In the summer of 1861, shortly after the start of the Civil War, U.S. Treasury Secretary Salmon P. Chase negotiated a loan of gold from northeastern banks.
Until that gold arrived in Washington, the government planned to issue $50 million in demand notes, a currency payable on demand in gold at any Treasury office, to fund the military effort. Because the Treasury Department had no facility for the production of paper money, a private business in New York, the American Bank Note Company, produced the notes in sheets of four. These sheets were then sent to the Treasury, where scores of workers cut them and trimmed the almost 7 million notes with scissors.
This unwieldy system would lead to a technological development that laid the foundation for the U.S. Bureau of Engraving and Printing -- the agency that now produces the billions of dollars in U.S. currency notes that are trusted worldwide.
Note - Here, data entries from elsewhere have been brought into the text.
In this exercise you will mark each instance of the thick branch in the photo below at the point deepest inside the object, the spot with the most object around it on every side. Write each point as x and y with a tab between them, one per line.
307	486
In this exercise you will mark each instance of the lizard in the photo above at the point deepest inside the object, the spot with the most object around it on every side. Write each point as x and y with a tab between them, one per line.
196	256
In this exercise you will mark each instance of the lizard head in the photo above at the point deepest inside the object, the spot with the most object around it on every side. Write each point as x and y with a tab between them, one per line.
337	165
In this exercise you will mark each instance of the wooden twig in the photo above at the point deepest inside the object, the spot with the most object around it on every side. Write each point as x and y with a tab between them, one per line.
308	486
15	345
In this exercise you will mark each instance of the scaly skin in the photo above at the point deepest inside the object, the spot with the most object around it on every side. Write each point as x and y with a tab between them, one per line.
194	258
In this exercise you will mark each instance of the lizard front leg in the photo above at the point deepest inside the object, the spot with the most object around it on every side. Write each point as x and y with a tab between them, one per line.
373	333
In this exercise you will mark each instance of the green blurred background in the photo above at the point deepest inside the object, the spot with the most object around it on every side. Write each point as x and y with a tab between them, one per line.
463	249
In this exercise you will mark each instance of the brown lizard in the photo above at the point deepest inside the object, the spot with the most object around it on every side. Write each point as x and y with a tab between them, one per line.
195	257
And 150 years ago today, the bureau’s humble beginnings helped change the course of the Civil War.
20 Million Notes
In early 1862, as the war dragged on and costs skyrocketed, it became clear that the government would soon need more money. On Feb. 25, 1862, with the Treasury facing bankruptcy, Congress authorized the issue of $150 million in a new currency: the U.S. note, also known as the greenback.
This issuance would require workers to process 20 million individual notes -- all by hand.
Working on the problem was an engineer named Spencer M. Clark. Born to an iron merchant in 1811 in Brattleboro, Vermont, Clark had spent his younger years pursuing a variety of careers, from mathematical-instrument manufacturer to grain merchant.
In the 1850s, Clark took his family to Washington and was appointed a clerk in the Treasury Department’s Bureau of Construction, which at the time oversaw all federal building programs. Clark rose through the ranks to become its acting head in 1860.
He soon faced a critical challenge: helping the cash-starved Treasury speed up the process of separating notes, so it could quickly pay its bills and the troops.
Clark’s great innovation was to mechanize the process. By March 1862, he had invented a hand-powered machine that separated and trimmed the notes. He soon modified the machines to run on steam power, greatly increasing their speed and productivity. In August of that year, Chase gave Clark permission to set up steam-powered operations on an experimental basis in the Treasury’s basement. This area became known as the “small-note room,” as Clark’s operations were devoted to the processing of small-denomination ($1 and $2) U.S. notes.
On Aug. 29, 1862, after a week of tinkering with the new equipment in the dim light of the southwest corner of the basement, Clark started up a steam engine that powered the machines. While the Second Battle of Manassas was raging some 30 miles away, Clark and his team took sheets bearing four greenbacks and fed them into the clattering machines, which divided the sheets into individual notes.
It was a success, and Clark was entrusted with ever-expanding tasks -- eventually creating a full-fledged Treasury-run banknote company. This new operation was soon producing fractional currency to replace the silver fractional coins that had been hoarded at the start of the war. Clark also produced many of the “Five-Twenty” bonds that raised $500 million for the war effort when private banknote companies proved unable to meet the Treasury’s demand.
A New Monopoly
By the end of the war, Clark and his operations had become a fixture in the Treasury, providing a dependable and low-cost source of currency notes and securities.
In 1877, Treasury Secretary John Sherman gave the Bureau of Engraving and Printing a monopoly on government currency and security production, which it holds to this day.
Clark’s innovation marked a new way of viewing the role of the government in the nation’s finances. With a new general currency printed by the Treasury, the federal government was now a part of everyday economic life in a new and enduring way. Today, the bureau prints billions of dollars of Federal Reserve notes. It delivers them to the Federal Reserve System -- and, ultimately, to pockets around the world.
(Franklin Noll is president of Noll Historical Consulting and serves as the historian for the U.S. Bureau of Engraving and Printing. The opinions expressed are his own.)